Electrochemical CO2 reduction (CO2RR) is a promising method for converting CO2 into valuable chemicals, with formate being a particularly viable product. However, current gas‐fed CO2RR systems rely on highly pure CO2 feed gases and are incompatible with point‐source CO2 emissions without prior capture and concentration. Bicarbonate electrolysis offers a potential solution by bridging the gap between CO2 emissions and utilization. However, existing electrolyzer configurations, especially those using bipolar membranes (BPM), require high working voltages and suffer from poor energy efficiency. Here, we present a cation exchange membrane (CEM)‐based membrane electrode assembly (MEA) incorporating a surface‐modified bismuth cathode catalyst. The success of this approach is attributed to two key factors: the use of the positively charged ionomer PiperION for surface modification, which creates a favorable cathode microenvironment; the single CEM that enhances proton flux from the anode to the cathode while reducing ionic impedance.

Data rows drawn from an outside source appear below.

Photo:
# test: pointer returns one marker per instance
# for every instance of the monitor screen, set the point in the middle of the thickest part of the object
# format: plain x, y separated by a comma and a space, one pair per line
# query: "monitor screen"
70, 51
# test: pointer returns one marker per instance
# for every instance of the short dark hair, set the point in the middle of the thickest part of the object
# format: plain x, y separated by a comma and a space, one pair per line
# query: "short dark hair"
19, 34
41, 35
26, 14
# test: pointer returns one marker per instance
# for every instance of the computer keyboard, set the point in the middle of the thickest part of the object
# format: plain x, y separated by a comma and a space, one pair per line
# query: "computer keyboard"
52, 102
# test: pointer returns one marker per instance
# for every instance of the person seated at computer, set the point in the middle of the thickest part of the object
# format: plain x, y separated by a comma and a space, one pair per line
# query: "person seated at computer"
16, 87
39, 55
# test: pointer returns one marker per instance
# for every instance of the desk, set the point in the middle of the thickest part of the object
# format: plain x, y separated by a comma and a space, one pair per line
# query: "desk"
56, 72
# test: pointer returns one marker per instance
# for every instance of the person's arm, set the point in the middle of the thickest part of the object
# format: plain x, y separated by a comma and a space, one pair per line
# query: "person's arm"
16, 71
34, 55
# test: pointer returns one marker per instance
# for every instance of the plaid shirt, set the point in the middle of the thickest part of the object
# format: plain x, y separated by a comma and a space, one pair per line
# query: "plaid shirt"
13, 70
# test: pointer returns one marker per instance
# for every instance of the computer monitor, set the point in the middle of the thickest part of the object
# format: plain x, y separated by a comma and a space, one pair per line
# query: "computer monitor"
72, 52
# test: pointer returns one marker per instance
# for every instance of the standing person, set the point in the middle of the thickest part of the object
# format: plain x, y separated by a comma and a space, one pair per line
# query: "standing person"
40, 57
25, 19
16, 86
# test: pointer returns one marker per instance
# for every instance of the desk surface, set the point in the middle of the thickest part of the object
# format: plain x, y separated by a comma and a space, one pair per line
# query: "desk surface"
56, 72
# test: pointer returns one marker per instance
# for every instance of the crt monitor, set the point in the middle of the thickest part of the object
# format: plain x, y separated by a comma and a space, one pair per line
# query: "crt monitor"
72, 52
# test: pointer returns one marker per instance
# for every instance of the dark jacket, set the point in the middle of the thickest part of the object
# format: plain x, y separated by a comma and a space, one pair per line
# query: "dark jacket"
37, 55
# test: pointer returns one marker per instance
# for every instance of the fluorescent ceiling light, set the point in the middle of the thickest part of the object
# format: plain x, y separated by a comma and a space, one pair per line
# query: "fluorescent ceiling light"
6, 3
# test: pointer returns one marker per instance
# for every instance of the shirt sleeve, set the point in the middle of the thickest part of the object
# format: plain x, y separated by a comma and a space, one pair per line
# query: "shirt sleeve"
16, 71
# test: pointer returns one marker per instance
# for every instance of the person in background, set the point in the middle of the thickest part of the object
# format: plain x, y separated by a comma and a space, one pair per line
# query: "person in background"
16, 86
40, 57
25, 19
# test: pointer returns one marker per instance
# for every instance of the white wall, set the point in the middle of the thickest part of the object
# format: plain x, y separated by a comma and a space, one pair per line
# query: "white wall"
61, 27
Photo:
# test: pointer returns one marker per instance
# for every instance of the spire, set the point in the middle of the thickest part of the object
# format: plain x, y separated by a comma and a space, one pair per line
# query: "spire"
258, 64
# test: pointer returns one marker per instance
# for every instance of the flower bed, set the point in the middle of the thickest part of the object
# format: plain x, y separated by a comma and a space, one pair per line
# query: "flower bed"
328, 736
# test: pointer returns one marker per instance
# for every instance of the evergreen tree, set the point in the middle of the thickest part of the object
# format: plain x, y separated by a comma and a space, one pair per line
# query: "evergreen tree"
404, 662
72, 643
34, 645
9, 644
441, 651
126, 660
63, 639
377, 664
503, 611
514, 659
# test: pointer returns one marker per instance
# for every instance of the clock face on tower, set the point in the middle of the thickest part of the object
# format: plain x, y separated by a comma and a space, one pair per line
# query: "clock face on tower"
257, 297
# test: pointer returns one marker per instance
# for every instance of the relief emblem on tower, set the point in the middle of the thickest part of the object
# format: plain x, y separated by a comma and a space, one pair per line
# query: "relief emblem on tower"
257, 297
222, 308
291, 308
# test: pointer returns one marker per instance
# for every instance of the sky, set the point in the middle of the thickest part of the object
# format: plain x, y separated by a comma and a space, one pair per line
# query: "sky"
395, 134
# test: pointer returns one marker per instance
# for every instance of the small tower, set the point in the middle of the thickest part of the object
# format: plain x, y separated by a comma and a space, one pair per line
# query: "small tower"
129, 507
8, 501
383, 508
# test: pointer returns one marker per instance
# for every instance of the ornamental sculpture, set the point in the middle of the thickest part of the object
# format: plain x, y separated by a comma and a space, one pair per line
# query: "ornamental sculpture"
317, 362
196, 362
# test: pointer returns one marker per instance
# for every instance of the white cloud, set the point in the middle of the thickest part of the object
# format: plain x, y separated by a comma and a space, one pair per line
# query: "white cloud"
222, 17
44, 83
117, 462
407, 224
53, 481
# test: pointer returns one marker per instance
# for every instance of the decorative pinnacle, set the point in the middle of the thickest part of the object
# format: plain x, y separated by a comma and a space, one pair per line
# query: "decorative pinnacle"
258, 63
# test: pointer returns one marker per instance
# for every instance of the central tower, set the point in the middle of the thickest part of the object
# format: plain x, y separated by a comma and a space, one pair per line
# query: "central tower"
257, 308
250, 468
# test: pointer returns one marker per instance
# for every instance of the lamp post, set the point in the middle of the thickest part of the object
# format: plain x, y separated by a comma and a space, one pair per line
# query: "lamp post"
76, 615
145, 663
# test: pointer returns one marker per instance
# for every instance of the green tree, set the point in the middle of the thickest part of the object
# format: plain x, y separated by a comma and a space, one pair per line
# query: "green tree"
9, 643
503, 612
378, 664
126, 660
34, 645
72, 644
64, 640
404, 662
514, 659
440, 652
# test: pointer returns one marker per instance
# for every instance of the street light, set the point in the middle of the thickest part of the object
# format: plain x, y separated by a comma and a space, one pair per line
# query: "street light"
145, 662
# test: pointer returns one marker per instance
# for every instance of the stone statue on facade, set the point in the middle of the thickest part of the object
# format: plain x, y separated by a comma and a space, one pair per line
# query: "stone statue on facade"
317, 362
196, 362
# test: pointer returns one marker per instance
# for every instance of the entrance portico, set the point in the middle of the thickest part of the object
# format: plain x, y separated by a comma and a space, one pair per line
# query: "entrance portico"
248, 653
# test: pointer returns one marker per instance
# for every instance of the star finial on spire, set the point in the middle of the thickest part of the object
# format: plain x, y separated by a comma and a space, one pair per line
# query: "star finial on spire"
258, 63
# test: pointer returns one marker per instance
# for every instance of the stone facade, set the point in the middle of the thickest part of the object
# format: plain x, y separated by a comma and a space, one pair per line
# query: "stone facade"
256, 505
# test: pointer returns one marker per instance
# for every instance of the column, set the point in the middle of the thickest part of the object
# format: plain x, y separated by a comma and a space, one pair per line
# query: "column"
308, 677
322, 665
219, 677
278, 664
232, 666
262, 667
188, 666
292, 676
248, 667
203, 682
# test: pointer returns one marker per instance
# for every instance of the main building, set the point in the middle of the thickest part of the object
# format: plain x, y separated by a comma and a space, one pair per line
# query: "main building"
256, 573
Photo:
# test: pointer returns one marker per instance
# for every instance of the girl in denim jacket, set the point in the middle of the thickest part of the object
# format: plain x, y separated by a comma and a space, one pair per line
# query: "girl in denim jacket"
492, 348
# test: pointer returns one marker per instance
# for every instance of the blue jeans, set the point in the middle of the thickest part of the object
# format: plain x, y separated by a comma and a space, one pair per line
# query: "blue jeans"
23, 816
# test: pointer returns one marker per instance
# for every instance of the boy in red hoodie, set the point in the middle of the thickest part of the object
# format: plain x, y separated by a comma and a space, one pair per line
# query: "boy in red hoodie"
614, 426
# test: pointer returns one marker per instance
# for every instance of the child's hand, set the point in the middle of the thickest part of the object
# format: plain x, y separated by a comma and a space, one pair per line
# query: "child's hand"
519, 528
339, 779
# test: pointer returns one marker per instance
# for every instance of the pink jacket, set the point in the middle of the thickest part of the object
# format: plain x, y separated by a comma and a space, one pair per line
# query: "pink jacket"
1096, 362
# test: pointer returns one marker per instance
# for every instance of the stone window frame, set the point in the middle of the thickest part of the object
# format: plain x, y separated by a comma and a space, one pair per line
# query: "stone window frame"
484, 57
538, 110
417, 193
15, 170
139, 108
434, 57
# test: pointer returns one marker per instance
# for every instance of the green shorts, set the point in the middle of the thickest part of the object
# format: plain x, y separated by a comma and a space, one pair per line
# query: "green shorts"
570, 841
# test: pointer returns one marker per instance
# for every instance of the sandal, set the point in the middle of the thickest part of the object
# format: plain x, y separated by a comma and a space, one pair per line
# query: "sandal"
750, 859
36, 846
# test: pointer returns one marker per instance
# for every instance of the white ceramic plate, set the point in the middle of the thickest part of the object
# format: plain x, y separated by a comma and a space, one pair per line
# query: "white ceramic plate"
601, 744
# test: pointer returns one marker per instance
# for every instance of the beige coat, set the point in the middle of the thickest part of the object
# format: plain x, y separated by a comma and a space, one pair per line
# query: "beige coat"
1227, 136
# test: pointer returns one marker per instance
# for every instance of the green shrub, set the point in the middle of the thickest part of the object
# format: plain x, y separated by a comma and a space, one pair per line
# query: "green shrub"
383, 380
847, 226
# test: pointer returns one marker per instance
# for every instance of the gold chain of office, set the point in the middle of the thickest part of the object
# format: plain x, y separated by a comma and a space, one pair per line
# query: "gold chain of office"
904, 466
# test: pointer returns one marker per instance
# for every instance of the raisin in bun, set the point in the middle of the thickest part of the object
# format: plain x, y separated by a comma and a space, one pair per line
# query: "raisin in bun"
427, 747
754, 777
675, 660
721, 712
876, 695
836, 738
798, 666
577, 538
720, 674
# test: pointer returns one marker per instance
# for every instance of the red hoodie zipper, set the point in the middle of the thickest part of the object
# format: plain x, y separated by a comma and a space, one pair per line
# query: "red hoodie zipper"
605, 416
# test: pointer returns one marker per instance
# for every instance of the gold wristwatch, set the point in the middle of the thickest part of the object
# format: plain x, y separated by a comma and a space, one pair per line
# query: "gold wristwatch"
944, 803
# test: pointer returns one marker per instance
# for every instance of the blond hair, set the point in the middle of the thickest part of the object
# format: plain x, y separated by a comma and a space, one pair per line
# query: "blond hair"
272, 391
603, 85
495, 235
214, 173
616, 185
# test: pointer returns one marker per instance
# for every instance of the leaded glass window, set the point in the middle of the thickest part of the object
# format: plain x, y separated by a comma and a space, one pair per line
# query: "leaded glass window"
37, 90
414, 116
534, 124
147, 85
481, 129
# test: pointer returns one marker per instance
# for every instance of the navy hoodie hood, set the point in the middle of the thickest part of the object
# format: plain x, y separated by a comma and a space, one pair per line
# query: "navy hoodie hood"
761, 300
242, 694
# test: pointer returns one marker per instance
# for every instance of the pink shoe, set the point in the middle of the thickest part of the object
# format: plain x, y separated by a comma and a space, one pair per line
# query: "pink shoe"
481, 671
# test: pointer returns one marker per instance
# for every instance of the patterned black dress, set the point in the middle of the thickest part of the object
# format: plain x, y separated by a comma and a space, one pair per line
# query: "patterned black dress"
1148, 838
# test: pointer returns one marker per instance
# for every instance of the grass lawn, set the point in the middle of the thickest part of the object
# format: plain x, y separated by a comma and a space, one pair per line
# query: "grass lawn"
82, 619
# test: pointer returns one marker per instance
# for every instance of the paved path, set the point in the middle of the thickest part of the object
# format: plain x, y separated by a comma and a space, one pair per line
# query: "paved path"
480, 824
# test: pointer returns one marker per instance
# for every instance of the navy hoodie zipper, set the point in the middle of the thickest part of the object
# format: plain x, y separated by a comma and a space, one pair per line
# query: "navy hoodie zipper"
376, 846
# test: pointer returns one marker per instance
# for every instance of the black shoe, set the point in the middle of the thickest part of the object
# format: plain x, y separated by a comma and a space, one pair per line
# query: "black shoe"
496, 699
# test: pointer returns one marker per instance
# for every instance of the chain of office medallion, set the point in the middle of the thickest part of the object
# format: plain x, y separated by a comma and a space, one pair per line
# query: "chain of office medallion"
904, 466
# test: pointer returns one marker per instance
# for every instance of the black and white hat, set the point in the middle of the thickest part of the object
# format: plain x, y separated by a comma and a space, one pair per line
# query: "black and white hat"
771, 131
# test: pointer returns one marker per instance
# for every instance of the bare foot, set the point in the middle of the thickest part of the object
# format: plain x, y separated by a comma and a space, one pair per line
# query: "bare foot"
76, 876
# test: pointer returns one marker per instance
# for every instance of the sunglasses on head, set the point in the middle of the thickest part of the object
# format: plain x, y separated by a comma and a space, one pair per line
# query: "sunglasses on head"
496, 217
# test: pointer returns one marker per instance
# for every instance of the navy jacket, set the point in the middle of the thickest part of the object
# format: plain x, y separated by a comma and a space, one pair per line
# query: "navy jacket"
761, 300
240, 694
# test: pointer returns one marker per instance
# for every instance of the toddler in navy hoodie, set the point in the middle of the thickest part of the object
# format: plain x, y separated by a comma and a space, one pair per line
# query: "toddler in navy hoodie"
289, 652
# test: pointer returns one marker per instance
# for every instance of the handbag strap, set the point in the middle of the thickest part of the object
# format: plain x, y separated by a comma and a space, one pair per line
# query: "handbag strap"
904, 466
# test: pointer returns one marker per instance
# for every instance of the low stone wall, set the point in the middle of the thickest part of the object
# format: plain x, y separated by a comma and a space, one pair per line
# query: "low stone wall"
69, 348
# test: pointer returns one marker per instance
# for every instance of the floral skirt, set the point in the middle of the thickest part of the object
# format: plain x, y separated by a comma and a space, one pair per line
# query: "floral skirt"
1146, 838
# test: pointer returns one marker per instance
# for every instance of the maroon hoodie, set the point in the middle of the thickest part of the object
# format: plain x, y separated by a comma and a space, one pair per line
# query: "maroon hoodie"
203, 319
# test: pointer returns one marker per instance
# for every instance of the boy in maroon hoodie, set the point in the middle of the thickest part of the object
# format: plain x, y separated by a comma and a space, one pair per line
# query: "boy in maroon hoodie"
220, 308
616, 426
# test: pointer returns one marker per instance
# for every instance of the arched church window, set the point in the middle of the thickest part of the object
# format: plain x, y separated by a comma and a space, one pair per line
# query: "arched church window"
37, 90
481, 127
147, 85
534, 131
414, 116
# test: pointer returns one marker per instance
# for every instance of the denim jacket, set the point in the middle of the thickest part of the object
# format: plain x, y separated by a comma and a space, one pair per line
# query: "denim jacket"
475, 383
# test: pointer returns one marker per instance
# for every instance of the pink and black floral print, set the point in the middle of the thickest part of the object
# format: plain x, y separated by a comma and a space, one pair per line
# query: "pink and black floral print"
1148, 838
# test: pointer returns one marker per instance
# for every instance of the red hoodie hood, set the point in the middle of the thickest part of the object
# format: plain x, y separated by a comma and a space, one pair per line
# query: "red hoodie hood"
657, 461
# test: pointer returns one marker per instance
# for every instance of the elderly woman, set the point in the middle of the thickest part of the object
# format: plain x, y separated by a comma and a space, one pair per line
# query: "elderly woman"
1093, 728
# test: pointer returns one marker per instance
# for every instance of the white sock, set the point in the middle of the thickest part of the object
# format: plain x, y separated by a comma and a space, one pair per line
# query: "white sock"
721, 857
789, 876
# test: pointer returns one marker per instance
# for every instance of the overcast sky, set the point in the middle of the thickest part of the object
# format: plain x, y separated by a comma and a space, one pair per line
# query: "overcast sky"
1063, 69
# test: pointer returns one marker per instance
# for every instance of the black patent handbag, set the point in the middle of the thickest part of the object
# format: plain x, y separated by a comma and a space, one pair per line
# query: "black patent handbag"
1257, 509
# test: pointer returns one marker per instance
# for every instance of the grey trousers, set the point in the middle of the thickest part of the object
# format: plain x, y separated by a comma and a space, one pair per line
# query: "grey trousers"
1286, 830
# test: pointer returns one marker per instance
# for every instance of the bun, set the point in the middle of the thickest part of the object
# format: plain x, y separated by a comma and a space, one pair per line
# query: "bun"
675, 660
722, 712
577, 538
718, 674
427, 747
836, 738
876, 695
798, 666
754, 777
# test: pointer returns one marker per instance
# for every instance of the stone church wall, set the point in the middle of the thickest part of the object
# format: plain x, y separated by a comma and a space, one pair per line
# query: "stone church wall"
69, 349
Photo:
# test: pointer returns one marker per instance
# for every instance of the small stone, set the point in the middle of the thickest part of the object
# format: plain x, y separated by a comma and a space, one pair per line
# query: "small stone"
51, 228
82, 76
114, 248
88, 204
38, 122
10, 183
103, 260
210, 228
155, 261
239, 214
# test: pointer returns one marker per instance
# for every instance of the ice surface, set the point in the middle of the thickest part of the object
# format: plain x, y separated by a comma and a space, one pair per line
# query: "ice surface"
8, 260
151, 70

The CEM‐based MEA demonstrates a formate Faradaic efficiency of up to 80%, with a significant 1 V reduction in operating voltage compared to BPM‐based MEAs at 300 mA cm‐2. Additionally, the CEM‐based MEA exhibits excellent tolerance to O2 impurities and maintains high performance even with simulated flue gas, making it suitable for direct CO2 utilization from point‐source.